For an instant he looked genuinely dumbfounded, but the rage quickly returned, stronger and more explosive than before. “Excuse me all to hell, but this thing doesn’t come with a certificate qualifying me to be in it. You’ll just have to take my word that when you crash-land a single-engine plane, flipping it twice, there’s a good reason to believe the doctors when they tell you you’re in this thing for the rest of your stinking life!”

No one had ever yelled at her before, at least not quite like this. Between her shock and the sickly feeling that came as he described his living nightmare, she reached for the last shreds of her patience. “With all due respect, Mr. Denton—”

“Let’s get something straight, Mrs. Whitney, you have no more respect for me than I have for you.”

Unfortunately, that was proving true, but the remark still stung. “Fine. Then let’s get down to the bottom line, shall we? I’m here and plan to stay, and I’d better not find anything like this in my mailbox again.” She snatched back the paper.

Sun-dried rawhide couldn’t have stretched any tighter than the muscles on his square-jawed face. “Did you see any mud trail from my house to yours? Any on the porch ramp?”

“No,” she admitted reluctantly. What’s more, it had stopped raining early in the evening.

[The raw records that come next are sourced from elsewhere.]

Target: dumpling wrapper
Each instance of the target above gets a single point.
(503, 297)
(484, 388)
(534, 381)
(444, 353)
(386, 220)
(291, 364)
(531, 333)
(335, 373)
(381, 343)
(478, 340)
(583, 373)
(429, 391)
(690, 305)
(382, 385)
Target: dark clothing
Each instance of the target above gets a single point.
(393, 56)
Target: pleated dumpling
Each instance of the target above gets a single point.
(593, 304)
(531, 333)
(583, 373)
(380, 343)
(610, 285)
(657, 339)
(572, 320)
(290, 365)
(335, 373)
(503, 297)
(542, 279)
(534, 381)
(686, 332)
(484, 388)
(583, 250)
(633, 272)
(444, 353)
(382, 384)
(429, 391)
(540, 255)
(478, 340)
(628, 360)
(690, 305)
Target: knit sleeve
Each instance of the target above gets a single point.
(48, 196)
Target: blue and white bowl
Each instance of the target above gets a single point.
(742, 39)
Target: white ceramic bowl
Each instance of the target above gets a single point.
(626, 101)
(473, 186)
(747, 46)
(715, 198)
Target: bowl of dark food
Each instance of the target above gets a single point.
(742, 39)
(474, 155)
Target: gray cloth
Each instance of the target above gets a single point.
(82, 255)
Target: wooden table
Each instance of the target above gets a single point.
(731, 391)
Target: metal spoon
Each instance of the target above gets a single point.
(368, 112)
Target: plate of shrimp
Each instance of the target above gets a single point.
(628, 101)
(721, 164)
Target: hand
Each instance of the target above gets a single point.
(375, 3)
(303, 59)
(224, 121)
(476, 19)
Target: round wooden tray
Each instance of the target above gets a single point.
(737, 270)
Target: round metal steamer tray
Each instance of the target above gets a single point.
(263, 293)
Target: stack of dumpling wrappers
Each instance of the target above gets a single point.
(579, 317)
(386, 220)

“And there isn’t any mud on my tires now, is there? So what makes you all-fired certain I did that?”

He had to ask that? After yesterday? “There’s no one else,” she replied, struggling to keep from letting him spook her again.

“Really.” Once again his gaze swept over her, lingering on her breasts. “I think you’re forgetting one crucial point.”

She couldn’t understand how someone in his condition could turn a simple comment into such an insult. Barely able to stay put, Willa replied, “What?”

“Some nut case is out there stalking local women.”

Willa wouldn’t buy it. “I think you’d like me to believe this is connected with that. But I find it more than slightly suspicious that after living in Vilary for nearly six years, operating a successful shop in a busy mall and having my photograph in the local paper any number of times, it’s only when I move in next to you that this happens.”

“Maybe the stalker does know about you and your sexy lingerie business,” Zachary Denton countered with a smile that didn’t quite reach his eyes. “Maybe he’s just been saving you for something special.”